Mullins and a Scott Corp. representative will appear before Smith County Commissioners at 9:30 Tuesday morning at the courthouse to consider creating a reinvestment zone for the property. Creation of the zone is necessary for the county and taxing districts for Tyler Junior College and the Smith County Emergency Services District to offer tax abatements to Hyponex.
If approved, Hyponex would bring 30-40 manufacturing jobs paying anywhere between $11 and $19 an hour to the facility. Mullins said at least 90 percent of the plant's workforce will be East Texans.
"Some of the management and maybe some of the technical positions, they may have to bring in from another area," Mullins said. "Most of these positions will be material handling and distribution positions."
Goodyear opened the plant in 1962 and operated for 36 years before closing its doors. Since that time, at least three tenant prospects for the facility have fell through, Mullins said.
"It's always a negative for a community to have a big, empty facility like that," he said. "So, now we've got a big national group coming in there with a well-known name using a big share of the building."

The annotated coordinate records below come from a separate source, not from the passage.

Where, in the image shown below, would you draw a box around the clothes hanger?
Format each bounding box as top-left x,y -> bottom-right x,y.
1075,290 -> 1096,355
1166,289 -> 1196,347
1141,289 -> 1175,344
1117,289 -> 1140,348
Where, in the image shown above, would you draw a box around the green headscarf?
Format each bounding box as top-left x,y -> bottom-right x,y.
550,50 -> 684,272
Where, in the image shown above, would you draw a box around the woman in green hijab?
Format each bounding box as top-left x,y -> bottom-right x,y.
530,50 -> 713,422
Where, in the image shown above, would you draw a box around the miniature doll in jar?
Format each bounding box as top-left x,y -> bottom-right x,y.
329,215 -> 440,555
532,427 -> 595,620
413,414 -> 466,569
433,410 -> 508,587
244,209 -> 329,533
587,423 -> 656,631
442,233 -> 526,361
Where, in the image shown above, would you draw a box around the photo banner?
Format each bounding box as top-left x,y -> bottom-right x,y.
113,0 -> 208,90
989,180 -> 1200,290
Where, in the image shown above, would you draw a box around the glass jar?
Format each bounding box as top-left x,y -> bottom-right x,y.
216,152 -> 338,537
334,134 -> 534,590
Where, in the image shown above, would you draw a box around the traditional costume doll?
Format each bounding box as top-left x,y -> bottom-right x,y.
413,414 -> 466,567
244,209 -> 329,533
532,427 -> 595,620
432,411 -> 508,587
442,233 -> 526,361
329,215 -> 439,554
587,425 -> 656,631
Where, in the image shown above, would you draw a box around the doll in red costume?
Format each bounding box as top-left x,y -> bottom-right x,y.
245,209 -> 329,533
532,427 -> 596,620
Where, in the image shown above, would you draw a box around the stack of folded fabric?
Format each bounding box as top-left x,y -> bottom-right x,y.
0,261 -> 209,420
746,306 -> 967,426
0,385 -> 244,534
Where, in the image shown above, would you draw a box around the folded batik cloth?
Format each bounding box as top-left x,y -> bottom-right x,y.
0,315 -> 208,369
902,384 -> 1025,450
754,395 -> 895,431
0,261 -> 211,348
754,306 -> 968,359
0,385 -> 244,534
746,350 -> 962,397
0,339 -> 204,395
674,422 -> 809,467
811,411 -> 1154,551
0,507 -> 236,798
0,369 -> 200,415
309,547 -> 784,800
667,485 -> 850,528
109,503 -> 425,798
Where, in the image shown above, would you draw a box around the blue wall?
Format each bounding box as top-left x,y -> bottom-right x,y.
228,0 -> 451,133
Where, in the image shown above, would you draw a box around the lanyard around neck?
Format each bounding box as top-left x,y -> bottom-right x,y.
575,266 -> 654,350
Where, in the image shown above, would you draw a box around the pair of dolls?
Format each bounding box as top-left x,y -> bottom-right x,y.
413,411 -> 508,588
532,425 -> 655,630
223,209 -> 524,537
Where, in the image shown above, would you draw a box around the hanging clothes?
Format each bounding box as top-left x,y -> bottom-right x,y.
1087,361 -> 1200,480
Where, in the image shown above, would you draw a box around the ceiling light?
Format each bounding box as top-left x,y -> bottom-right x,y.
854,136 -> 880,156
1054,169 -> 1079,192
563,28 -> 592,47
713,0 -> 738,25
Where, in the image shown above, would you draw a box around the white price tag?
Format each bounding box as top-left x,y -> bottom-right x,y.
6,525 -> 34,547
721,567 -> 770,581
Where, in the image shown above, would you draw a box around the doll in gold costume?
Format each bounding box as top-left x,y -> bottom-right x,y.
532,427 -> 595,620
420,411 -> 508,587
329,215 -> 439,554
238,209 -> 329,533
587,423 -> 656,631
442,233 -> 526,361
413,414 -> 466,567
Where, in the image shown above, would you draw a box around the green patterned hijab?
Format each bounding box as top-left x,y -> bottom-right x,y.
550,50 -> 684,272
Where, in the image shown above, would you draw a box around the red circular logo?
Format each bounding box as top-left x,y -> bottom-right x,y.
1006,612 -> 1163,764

Tyler EDC will continue searching for tenants to use the remaining 90-plus acres of property and warehouse at the plant, which is bordered on all sides by four-lane highways, Mullins added. It is also one-half mile from the planned Toll 49 and "a crow's flight" of about one-half mile from Tyler Pounds Regional Airport. Those infrastructure ingredients have Mullins and other economic leaders eyeing the former plant as another industrial park for the Tyler area, he said.